New Zealand captain Daniel Vettori and his West Indies counterpart Chris Gayle raised questions on the umpires referral system after the first drawn cricket Test at the University Oval in Dunedin.
Gayle said he did not like the new referral scheme, which is on trial during the two-Test series. The system allows each team to appeal against umpiring decisions in the course of an innings until such time as they have three challenges rejected by the third umpire.
"To be honest I am not really a big fan of it. You have two standing umpires out there to actually get the job done, just like we (the players) have to get the job done sometimes," Gayle was quoted as saying in The New Zealand Herald.
New Zealand captain Dan Vettori also has doubts about the system and believes the rules aren't working in the way they were intended.
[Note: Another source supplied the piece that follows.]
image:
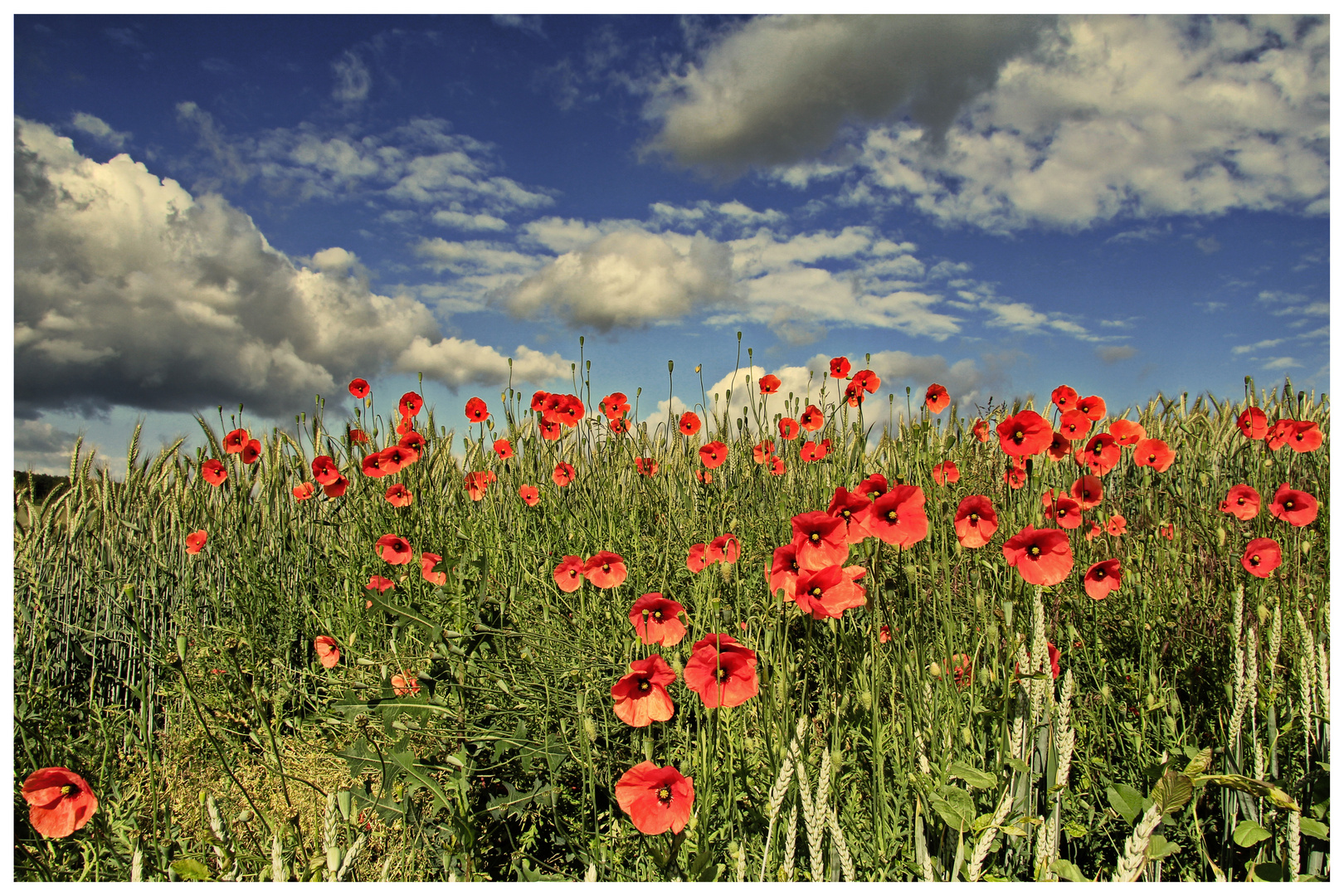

"A little bit of fine tuning needs to be done. I think the 50-50 ones slow the game down and you take the umpire completely out of it," Vettori said. "If the umpire makes a decision and it's not palpably wrong then you go with the umpire's first decision."
The West Indian captain feels that the decision making should be left in the hands of the two umpires on the field.
"Some of them (West Indies players) are a bit 50-50 on it as well. Everybody has got their opinion, but we'll see what the outcome will be in the next couple of months," Gayle added.
The Jamaican feels that involvement of technology in decision-making held little appeal for him. His cricket has always been played on the basis of accepting the rough decisions alongside the ones, which fall your way.
"Sometimes they go in your favour, sometimes they don't -- and that's been happening over the years."
This is the second series where the referral system is on trial -- after the Sri Lanka-India series in July. The system will also be used during Australia's forthcoming series against South Africa starting on Wednesday.